Patient-specific variables (echocardiogram, pulmonary function test, and body temperature) and AML-specific variables (white blood cell count, platelet count, lactate dehydrogenase level, previous myelodysplastic syndrome or history of other malignancies, cytogenetic abnormalities, and genetic mutations screened by real time-quantitative polymerase chain reaction or next-generation sequencing panel customized for acute leukemia^[27]) were collected from medical records. The attending physician’s estimate of ECOG PS at admission was recorded and categorized as good functional status (score ≤1) or poor functional status (score >1). Comorbidity burden was scored using the Hematopoietic Cell Transplantation Comorbidity Index (HCT-CI).^[28] Those variables were used to categorize patients using preexisting survival prediction models: AML scores,^[14] Ferrara criteria,^[15] Wheatley index,^[16] and European LeukemiaNet 2017 (ELN 2017) risk classification.^[29]

Outcomes and definitions

The primary outcome was overall survival (OS) defined as the date of diagnosis to the date of death or last follow-up for censored patients. The secondary outcomes were ED,^[12] defined as death within 60 days after induction chemotherapy, complete remission (CR), and nonrelapse mortality (NRM). We defined CR as a morphologic leukemia-free state with <5% blasts in the bone marrow and no persistent extramedullary disease. NRM was empirically defined as death for any reason without evidence of disease recurrence and was calculated by cumulative incidence estimation, treating relapse as a competing risk.
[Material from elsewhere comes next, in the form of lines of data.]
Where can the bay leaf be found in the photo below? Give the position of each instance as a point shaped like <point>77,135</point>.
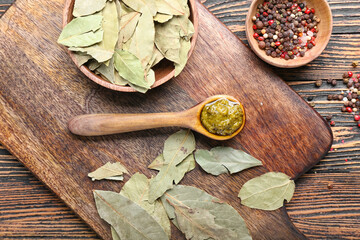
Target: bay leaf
<point>149,78</point>
<point>108,71</point>
<point>119,80</point>
<point>137,190</point>
<point>129,67</point>
<point>223,159</point>
<point>82,32</point>
<point>114,234</point>
<point>159,162</point>
<point>268,191</point>
<point>87,7</point>
<point>170,7</point>
<point>194,198</point>
<point>184,51</point>
<point>186,27</point>
<point>176,148</point>
<point>199,224</point>
<point>110,27</point>
<point>107,171</point>
<point>81,58</point>
<point>123,9</point>
<point>93,64</point>
<point>98,53</point>
<point>128,23</point>
<point>142,42</point>
<point>161,17</point>
<point>142,5</point>
<point>129,220</point>
<point>167,39</point>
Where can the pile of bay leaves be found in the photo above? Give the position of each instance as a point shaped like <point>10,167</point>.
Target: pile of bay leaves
<point>144,207</point>
<point>122,40</point>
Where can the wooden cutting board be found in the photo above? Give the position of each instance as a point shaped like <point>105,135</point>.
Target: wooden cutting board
<point>41,89</point>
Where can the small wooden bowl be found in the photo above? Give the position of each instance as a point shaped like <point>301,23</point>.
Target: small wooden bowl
<point>322,10</point>
<point>164,70</point>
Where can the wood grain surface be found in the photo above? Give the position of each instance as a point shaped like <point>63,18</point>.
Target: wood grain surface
<point>326,200</point>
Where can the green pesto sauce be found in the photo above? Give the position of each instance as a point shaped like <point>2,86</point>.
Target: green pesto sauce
<point>222,117</point>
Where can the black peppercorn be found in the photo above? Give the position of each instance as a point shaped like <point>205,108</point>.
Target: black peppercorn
<point>318,83</point>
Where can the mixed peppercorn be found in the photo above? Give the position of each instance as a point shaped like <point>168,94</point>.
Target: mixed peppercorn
<point>285,28</point>
<point>350,97</point>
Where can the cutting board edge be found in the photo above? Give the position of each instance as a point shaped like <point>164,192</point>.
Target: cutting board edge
<point>327,127</point>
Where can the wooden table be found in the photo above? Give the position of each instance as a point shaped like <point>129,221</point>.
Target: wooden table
<point>326,204</point>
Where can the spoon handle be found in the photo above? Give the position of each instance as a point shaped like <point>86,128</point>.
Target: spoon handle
<point>105,124</point>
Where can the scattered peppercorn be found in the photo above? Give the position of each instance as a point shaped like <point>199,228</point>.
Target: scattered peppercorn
<point>318,83</point>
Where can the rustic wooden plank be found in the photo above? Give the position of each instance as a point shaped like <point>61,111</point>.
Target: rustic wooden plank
<point>326,205</point>
<point>31,123</point>
<point>337,163</point>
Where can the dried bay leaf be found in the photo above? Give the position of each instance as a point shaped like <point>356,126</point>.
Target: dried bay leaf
<point>194,199</point>
<point>108,72</point>
<point>129,67</point>
<point>107,171</point>
<point>98,53</point>
<point>176,148</point>
<point>114,234</point>
<point>223,159</point>
<point>155,59</point>
<point>82,32</point>
<point>159,162</point>
<point>184,51</point>
<point>142,5</point>
<point>87,7</point>
<point>268,191</point>
<point>167,39</point>
<point>161,17</point>
<point>199,224</point>
<point>93,64</point>
<point>142,42</point>
<point>81,58</point>
<point>110,27</point>
<point>137,190</point>
<point>129,220</point>
<point>128,25</point>
<point>170,7</point>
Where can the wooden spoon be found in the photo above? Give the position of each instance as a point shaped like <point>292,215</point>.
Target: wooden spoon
<point>104,124</point>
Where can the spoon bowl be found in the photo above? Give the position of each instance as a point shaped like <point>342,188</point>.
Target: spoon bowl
<point>105,124</point>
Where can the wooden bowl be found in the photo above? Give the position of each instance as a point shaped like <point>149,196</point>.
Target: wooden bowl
<point>164,70</point>
<point>322,10</point>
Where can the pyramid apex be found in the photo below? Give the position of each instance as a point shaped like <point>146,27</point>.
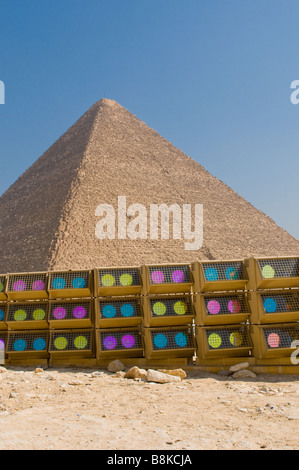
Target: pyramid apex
<point>108,102</point>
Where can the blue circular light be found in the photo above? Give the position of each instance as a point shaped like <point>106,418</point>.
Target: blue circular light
<point>20,345</point>
<point>109,311</point>
<point>181,340</point>
<point>78,283</point>
<point>160,341</point>
<point>270,305</point>
<point>58,283</point>
<point>39,344</point>
<point>127,310</point>
<point>231,273</point>
<point>211,274</point>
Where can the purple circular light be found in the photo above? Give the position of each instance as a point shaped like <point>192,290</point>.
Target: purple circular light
<point>38,285</point>
<point>110,342</point>
<point>128,341</point>
<point>234,306</point>
<point>213,307</point>
<point>19,286</point>
<point>79,312</point>
<point>177,276</point>
<point>157,277</point>
<point>59,313</point>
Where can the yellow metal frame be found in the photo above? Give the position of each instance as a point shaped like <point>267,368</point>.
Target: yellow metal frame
<point>202,318</point>
<point>90,352</point>
<point>151,353</point>
<point>103,291</point>
<point>3,307</point>
<point>115,353</point>
<point>260,348</point>
<point>73,322</point>
<point>3,295</point>
<point>27,294</point>
<point>204,352</point>
<point>256,280</point>
<point>165,288</point>
<point>27,324</point>
<point>258,314</point>
<point>71,292</point>
<point>151,320</point>
<point>202,285</point>
<point>119,322</point>
<point>27,354</point>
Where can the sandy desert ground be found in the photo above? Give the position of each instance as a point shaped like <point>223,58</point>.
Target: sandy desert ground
<point>83,409</point>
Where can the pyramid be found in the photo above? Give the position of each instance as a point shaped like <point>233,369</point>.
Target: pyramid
<point>48,216</point>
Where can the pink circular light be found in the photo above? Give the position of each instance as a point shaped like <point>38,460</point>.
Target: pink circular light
<point>177,276</point>
<point>273,340</point>
<point>79,312</point>
<point>157,277</point>
<point>213,307</point>
<point>19,286</point>
<point>234,306</point>
<point>59,313</point>
<point>38,285</point>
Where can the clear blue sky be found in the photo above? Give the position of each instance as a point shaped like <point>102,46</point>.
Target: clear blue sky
<point>211,76</point>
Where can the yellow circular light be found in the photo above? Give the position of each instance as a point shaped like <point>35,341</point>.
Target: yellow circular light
<point>20,315</point>
<point>60,342</point>
<point>39,314</point>
<point>126,279</point>
<point>80,342</point>
<point>236,338</point>
<point>180,308</point>
<point>108,280</point>
<point>159,308</point>
<point>214,340</point>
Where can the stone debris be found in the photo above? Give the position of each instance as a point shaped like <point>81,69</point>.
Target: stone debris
<point>244,374</point>
<point>136,373</point>
<point>176,372</point>
<point>160,377</point>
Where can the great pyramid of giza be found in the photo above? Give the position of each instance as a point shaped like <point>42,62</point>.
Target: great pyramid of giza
<point>48,216</point>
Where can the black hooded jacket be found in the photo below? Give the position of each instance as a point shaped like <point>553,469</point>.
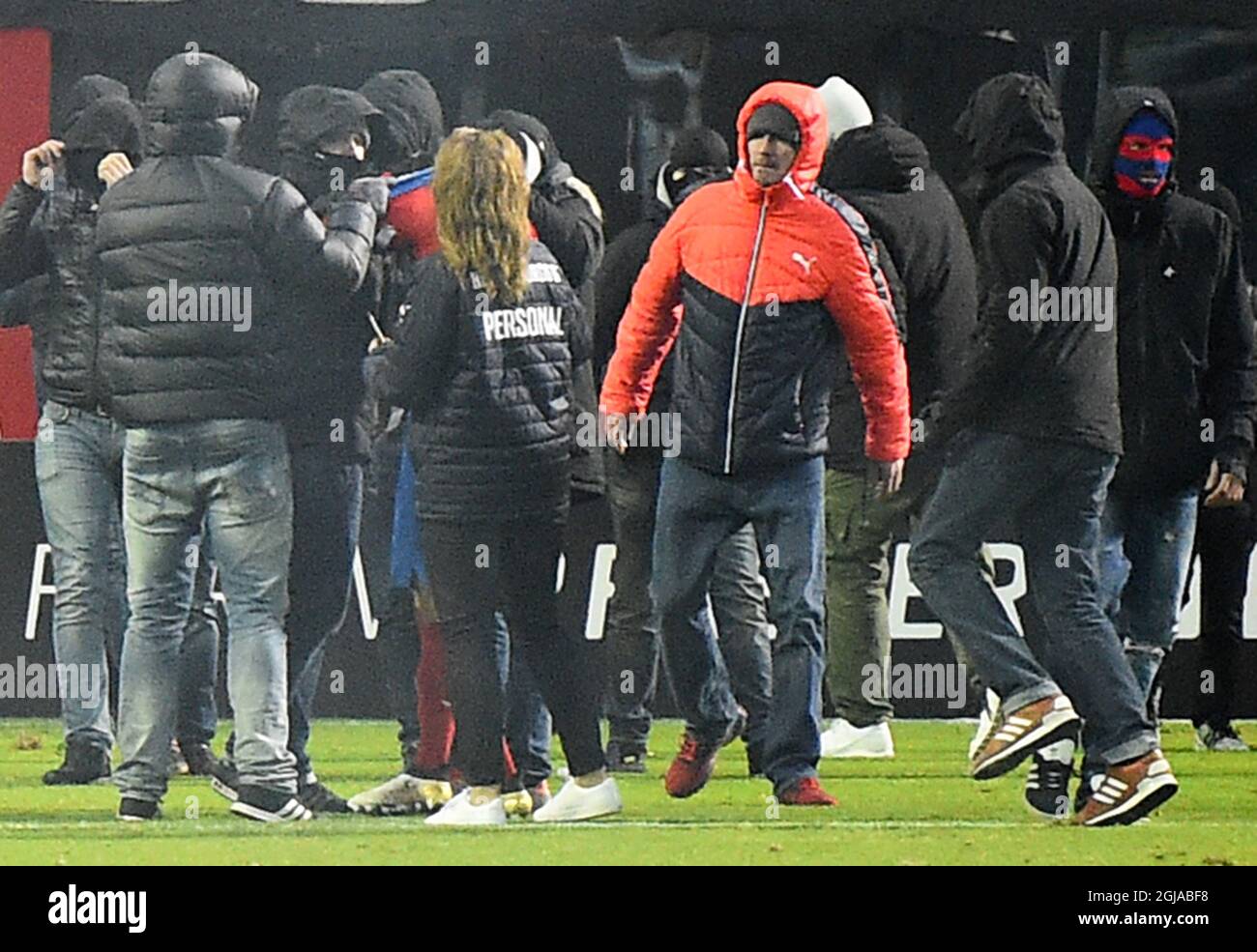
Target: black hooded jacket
<point>1184,323</point>
<point>328,410</point>
<point>570,225</point>
<point>489,389</point>
<point>84,92</point>
<point>1041,227</point>
<point>190,221</point>
<point>51,233</point>
<point>884,171</point>
<point>612,288</point>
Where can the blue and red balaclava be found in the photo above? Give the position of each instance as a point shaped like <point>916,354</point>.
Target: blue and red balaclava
<point>1145,152</point>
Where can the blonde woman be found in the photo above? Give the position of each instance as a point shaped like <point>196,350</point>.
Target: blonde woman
<point>484,361</point>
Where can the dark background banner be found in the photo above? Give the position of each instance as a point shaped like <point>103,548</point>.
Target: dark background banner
<point>353,675</point>
<point>614,80</point>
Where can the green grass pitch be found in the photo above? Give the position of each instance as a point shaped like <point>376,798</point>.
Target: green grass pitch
<point>917,809</point>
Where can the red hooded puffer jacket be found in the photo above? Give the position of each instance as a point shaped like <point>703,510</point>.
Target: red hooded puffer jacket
<point>765,276</point>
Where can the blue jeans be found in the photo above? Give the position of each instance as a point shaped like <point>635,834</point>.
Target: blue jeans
<point>199,663</point>
<point>632,649</point>
<point>1145,553</point>
<point>1054,493</point>
<point>327,511</point>
<point>78,466</point>
<point>528,721</point>
<point>231,476</point>
<point>698,511</point>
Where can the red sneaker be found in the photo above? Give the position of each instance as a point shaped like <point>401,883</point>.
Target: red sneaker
<point>807,793</point>
<point>695,762</point>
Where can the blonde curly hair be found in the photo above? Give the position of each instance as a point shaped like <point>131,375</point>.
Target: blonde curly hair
<point>482,211</point>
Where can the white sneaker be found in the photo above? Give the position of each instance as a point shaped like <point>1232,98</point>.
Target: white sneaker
<point>402,793</point>
<point>581,803</point>
<point>460,812</point>
<point>985,717</point>
<point>845,740</point>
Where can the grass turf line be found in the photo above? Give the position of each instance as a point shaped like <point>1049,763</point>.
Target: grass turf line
<point>918,809</point>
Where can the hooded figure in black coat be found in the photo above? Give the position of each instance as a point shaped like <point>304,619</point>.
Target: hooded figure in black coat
<point>192,216</point>
<point>51,233</point>
<point>315,125</point>
<point>1184,326</point>
<point>569,221</point>
<point>1039,380</point>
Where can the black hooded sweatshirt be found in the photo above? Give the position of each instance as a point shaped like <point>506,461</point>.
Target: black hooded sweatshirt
<point>1184,323</point>
<point>191,216</point>
<point>570,226</point>
<point>1039,380</point>
<point>330,407</point>
<point>50,233</point>
<point>884,171</point>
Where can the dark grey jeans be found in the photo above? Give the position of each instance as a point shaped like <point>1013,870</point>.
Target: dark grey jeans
<point>632,652</point>
<point>1055,494</point>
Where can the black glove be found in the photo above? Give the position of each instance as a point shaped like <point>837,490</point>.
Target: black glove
<point>372,191</point>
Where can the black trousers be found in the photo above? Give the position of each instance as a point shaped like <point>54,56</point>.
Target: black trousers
<point>476,566</point>
<point>1224,543</point>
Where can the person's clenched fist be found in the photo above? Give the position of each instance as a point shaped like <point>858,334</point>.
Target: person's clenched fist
<point>113,168</point>
<point>38,159</point>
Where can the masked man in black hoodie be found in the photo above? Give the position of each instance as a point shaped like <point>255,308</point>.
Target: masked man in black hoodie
<point>1186,377</point>
<point>199,261</point>
<point>738,596</point>
<point>884,171</point>
<point>1038,444</point>
<point>46,226</point>
<point>325,134</point>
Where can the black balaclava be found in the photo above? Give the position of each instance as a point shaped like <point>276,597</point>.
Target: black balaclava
<point>104,126</point>
<point>310,116</point>
<point>407,133</point>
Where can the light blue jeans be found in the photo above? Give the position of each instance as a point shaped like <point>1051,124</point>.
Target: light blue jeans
<point>78,466</point>
<point>234,476</point>
<point>1145,552</point>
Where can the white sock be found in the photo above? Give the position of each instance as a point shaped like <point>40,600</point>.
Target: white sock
<point>1061,751</point>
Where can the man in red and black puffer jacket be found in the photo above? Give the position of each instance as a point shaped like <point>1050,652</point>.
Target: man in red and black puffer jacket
<point>768,274</point>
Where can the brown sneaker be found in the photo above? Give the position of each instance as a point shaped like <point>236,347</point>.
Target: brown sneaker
<point>1014,735</point>
<point>1129,792</point>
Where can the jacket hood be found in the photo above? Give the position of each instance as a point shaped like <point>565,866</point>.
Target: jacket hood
<point>196,104</point>
<point>808,111</point>
<point>884,158</point>
<point>414,122</point>
<point>845,108</point>
<point>312,113</point>
<point>84,92</point>
<point>1012,116</point>
<point>1114,112</point>
<point>513,123</point>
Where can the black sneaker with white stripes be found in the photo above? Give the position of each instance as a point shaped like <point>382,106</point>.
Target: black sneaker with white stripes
<point>1047,787</point>
<point>268,805</point>
<point>138,810</point>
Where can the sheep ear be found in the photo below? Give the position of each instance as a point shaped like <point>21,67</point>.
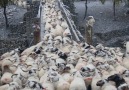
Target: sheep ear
<point>14,75</point>
<point>67,68</point>
<point>100,83</point>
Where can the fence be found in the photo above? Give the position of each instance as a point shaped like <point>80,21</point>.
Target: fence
<point>76,34</point>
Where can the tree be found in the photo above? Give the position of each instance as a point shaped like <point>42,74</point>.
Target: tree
<point>85,10</point>
<point>3,4</point>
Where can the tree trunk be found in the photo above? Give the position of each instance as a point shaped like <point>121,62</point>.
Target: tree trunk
<point>85,10</point>
<point>114,9</point>
<point>6,19</point>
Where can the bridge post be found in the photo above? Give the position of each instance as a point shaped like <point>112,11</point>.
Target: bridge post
<point>36,34</point>
<point>89,29</point>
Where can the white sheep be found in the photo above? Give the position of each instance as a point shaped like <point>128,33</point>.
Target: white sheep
<point>75,85</point>
<point>6,78</point>
<point>105,85</point>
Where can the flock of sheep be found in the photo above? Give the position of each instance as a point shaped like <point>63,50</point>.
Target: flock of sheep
<point>60,63</point>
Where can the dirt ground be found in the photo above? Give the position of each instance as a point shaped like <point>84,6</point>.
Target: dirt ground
<point>103,15</point>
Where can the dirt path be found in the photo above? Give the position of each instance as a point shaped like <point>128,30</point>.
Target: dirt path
<point>103,15</point>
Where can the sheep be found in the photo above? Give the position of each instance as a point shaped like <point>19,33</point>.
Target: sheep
<point>125,62</point>
<point>14,86</point>
<point>127,49</point>
<point>62,84</point>
<point>95,79</point>
<point>75,85</point>
<point>34,85</point>
<point>119,81</point>
<point>105,85</point>
<point>125,75</point>
<point>81,62</point>
<point>6,78</point>
<point>4,87</point>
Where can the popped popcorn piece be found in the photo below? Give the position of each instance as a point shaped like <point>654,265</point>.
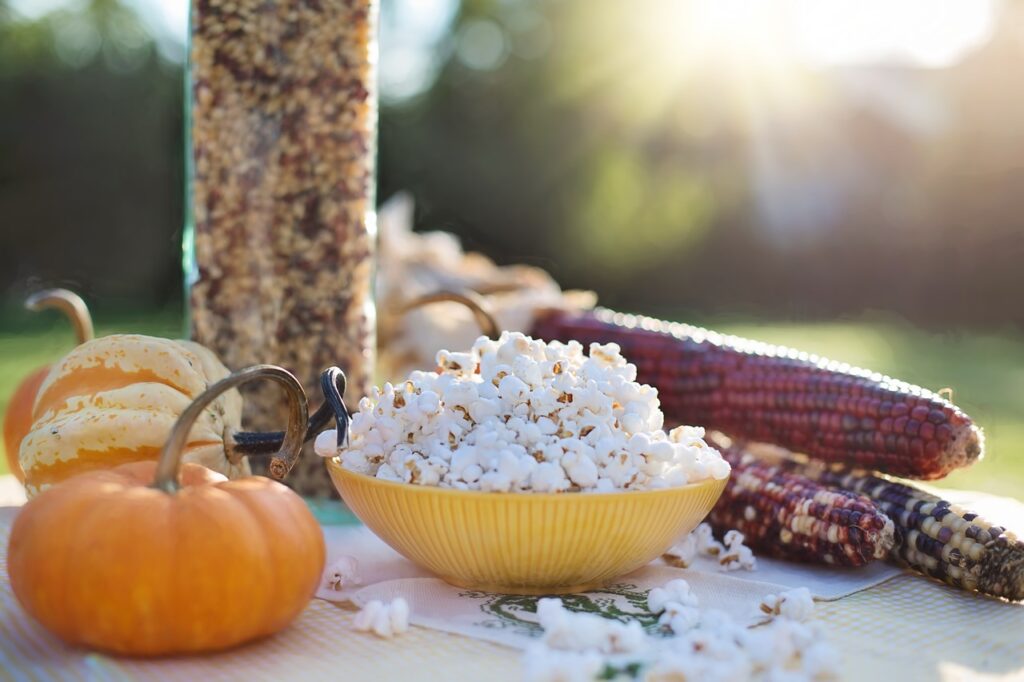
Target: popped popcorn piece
<point>383,620</point>
<point>706,541</point>
<point>702,645</point>
<point>736,554</point>
<point>521,415</point>
<point>797,604</point>
<point>343,573</point>
<point>679,617</point>
<point>542,664</point>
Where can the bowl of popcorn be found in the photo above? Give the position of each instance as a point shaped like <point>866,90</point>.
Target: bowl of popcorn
<point>524,467</point>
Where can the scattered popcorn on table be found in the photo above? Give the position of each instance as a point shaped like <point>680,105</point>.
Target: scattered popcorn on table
<point>706,645</point>
<point>571,631</point>
<point>383,620</point>
<point>706,541</point>
<point>343,573</point>
<point>797,604</point>
<point>677,591</point>
<point>519,415</point>
<point>736,555</point>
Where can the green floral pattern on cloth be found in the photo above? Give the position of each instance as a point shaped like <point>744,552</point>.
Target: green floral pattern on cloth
<point>623,602</point>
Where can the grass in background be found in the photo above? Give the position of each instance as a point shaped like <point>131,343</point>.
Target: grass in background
<point>985,371</point>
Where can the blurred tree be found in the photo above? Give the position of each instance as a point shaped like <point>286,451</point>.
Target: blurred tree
<point>617,146</point>
<point>90,155</point>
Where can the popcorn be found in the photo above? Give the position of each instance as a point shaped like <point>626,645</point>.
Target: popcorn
<point>519,415</point>
<point>542,664</point>
<point>736,554</point>
<point>682,554</point>
<point>343,573</point>
<point>383,620</point>
<point>796,604</point>
<point>706,541</point>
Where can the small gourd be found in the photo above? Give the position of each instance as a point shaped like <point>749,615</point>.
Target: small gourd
<point>158,558</point>
<point>17,418</point>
The adverse events were evaluated by the National Cancer Institute’s Common Terminology Criteria for Adverse Events (version 4.0), in which nonfatal toxicities were grades 1 to 4, and fatal toxicity was grade 5.

Statistical analysis

The categorical variables were compared using a χ^[2] analysis and Fisher’s exact test, and continuous variables were assessed using Student t test and the Wilcoxon rank-sum test. OS was estimated using Kaplan-Meier analysis, and the difference in survival between the groups was compared using a log-rank analysis. NRM was assessed using a cumulative incidence estimation method, and comparisons of NRM between the groups were based on Gray’s competing risk method. Multivariable logistic regression was used to examine baseline GA measurements as predictors of adverse events during induction chemotherapy, including infection, acute renal failure, hepatotoxicity, gastrointestinal complications, and prolonged hospitalization longer than 40 days. We also examined survival (OS and NRM) predictors by comparing available clinical variables such as baseline characteristics, GA measurements, and preexisting survival prediction models. Variables found to be significant in univariable models were included in multivariable models. Highly correlated variables were evaluated by the correlation coefficient of each predictor. We designed separate multivariable models for highly correlated variables. Multivariable models were derived using stepwise selection among candidate variables with the Wald test for overall P value for factors with >2 levels and a value of P < .05 to warrant inclusion in the model. To assess the incremental impact of score variables on predicting survival, we used Integrated Discrimination Improvement (IDI) as described for survival analysis by Chambless et al.^[30] Statistical significance was determined as a P < .05 (2-tailed). All statistical analyses were conducted using SPSS, version 13.0 (SPSS, Chicago, IL) and R software (version 3.4.1; R Foundation for Statistical Computing, 2017).